Not knowing if she’s alive or dead, Adrienne goes on a film-long exploration of her life with Matteo, reliving various moments of their relationship, whether they were good or bad. In so doing, the film dives deep into the psyches of both people, laying bare each of their weaknesses while trying to understand what makes each of them tick.
Written and directed by Tara Miele, the film takes the unusual approach of telling a couple’s story through flashbacks, but as if the couple was remembering their past lives while they were living them. It’s a confusing method at first, but it gets easier to understand as film goes along.
As if that wasn’t enough, the film recreates moments from their relationship through the prism of their memories, which may or may not be accurate. Adrienne and Matteo tend to remember the circumstances of key events differently, so the viewer can never be sure what to trust. Add on the idea that Adrienne may have some mental health issues and Matteo may by somewhat untrustworthy, and it’s a lot to process.
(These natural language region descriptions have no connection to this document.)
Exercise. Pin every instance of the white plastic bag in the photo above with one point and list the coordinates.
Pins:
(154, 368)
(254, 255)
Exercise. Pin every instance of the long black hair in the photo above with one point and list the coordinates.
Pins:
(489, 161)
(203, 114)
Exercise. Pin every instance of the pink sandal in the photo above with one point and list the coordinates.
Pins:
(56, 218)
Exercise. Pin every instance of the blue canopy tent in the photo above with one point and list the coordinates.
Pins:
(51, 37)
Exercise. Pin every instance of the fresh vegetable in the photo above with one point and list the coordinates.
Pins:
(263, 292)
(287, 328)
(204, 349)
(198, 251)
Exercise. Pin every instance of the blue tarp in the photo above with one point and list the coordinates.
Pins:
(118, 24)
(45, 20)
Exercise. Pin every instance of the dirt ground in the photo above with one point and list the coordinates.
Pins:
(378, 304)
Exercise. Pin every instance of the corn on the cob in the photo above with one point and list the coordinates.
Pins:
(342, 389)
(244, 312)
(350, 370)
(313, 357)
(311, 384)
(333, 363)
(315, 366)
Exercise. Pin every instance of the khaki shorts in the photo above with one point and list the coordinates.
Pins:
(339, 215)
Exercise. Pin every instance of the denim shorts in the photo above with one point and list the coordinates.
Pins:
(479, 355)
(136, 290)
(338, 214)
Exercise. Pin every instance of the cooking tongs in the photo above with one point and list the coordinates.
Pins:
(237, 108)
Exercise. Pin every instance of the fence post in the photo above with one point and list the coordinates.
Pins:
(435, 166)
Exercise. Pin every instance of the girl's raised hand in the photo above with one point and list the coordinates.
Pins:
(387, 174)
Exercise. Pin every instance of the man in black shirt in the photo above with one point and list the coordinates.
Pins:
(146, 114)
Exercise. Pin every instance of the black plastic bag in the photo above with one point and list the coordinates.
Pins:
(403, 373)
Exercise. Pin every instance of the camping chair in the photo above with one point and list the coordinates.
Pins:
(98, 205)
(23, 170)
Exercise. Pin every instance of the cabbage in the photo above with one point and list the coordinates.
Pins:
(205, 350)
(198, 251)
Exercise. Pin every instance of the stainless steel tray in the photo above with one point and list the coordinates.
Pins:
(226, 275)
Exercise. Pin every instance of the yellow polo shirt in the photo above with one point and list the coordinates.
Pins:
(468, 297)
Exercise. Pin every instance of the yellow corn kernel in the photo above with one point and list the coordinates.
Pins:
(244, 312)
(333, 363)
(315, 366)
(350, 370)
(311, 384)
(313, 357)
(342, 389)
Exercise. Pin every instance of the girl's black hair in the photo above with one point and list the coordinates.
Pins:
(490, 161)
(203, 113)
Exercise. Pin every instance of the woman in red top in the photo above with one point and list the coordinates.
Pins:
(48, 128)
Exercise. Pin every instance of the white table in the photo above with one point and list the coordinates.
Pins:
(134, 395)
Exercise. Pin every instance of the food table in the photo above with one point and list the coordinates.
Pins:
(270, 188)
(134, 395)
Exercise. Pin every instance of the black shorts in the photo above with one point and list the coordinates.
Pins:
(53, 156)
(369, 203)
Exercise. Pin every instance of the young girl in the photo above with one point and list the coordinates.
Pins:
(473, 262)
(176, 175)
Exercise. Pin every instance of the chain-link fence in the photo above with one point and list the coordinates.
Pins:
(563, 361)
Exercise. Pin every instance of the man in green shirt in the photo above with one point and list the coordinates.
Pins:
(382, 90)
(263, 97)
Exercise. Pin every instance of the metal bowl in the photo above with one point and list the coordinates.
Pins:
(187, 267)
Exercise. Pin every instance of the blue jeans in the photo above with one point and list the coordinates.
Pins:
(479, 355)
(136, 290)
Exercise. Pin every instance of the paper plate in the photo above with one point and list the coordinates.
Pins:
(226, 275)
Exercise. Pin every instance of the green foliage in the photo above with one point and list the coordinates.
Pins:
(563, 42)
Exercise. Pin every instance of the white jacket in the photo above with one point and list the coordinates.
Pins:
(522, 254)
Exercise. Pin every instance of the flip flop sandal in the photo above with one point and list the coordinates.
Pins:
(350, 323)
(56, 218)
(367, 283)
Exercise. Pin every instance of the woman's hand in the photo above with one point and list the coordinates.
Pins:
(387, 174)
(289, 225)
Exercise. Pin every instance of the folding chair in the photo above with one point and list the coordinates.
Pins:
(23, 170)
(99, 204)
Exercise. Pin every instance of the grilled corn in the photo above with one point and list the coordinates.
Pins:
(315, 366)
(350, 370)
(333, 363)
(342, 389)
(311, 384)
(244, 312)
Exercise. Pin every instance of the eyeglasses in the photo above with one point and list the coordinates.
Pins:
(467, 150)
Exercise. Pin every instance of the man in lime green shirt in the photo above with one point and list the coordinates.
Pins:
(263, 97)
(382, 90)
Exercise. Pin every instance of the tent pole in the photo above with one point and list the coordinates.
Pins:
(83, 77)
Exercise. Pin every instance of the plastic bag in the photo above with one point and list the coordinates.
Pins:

Miele keeps all of this flowing thanks some nice visual trickery that makes it seem as if one scene is blending into the next, no matter how disparate the setting. It really does feel as if you’re in a dream with Adrienne, taking a ride on her wave of emotions. Befitting the circumstances of how she entered her reverie, the film does not idealize her relationship with Matteo, ironically making the film more about realism than romance.
Both Miller and Luna have had understated movie careers. While neither has hurt for work over the past 20 years and both have made appearances in some big movies, neither has become an A-list star. Their performances here are typical of their previous roles – solid and believable, although the way the story is told, neither transcends the material itself.
Wander Darkly is a meditation on relationships, parenthood, and life itself. While mostly a downer of a film, it gets points for not trying to gloss over the faults of its characters, delivering a story that earns its emotions thanks to its authenticity.
Wander Darkly opens in select theaters and on premium on-demand on December 11.